Matador (1986, Almodovar)

Diego (Nacho Martinez) is an ex-bullfighter. Now injured, he teaches his matador skills to a class which includes Angel (Antonio Banderas), who lives across the street from Diego’s cute young girlfriend Eva (Eva Cobo). Meanwhile, elsewhere in town, Maria (Assumpta Serna, later in Sam Fuller’s Day of Reckoning and the Quays’ Piano Tuner of Earthquakes) worships Diego, and has started killing men Matador-style while having sex with them.

After lamely trying to rape Eva (demonstrating the same stalkerish, kidnapping behavior as every other Almodovar film he’s in), religion-oppressed Antonio turns himself in to the police inspector (Eusebio Poncela from Law of Desire, who looks a lot like Diego so I thought the Matador was also the inspector for a few confusing minutes). That leads nowhere, but to get his mother (Julieta Serrano, the crazy Lucia from Women on the Verge) and her mother (Chus Lampreave, Leo’s mother in Flower of My Secret) all upset.

Two murders are discovered and two more are suspected, and Antonio is blamed… but it’s the work of the star-crossed Matadors, with whom Antonio has some sort of psychic link. Eventually they get to kill each other like they’ve always dreamed of doing. A happy ending!
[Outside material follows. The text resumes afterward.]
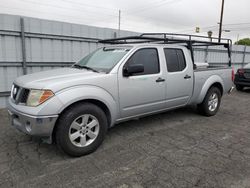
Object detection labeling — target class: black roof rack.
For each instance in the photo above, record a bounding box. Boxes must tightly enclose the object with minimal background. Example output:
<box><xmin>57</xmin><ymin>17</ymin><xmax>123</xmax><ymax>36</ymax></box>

More suicide and bullfights and movies (the gore films Diego watches while masturbating at the beginning) and the usual cast. A lot more zany than Law of Desire, and to its benefit… more fun to watch. Law of Desire’s murder + police themes seemed tacked on, but Matador is all about the murder and the investigation… seems more sure of itself (until the psychic bit at the end, I guess).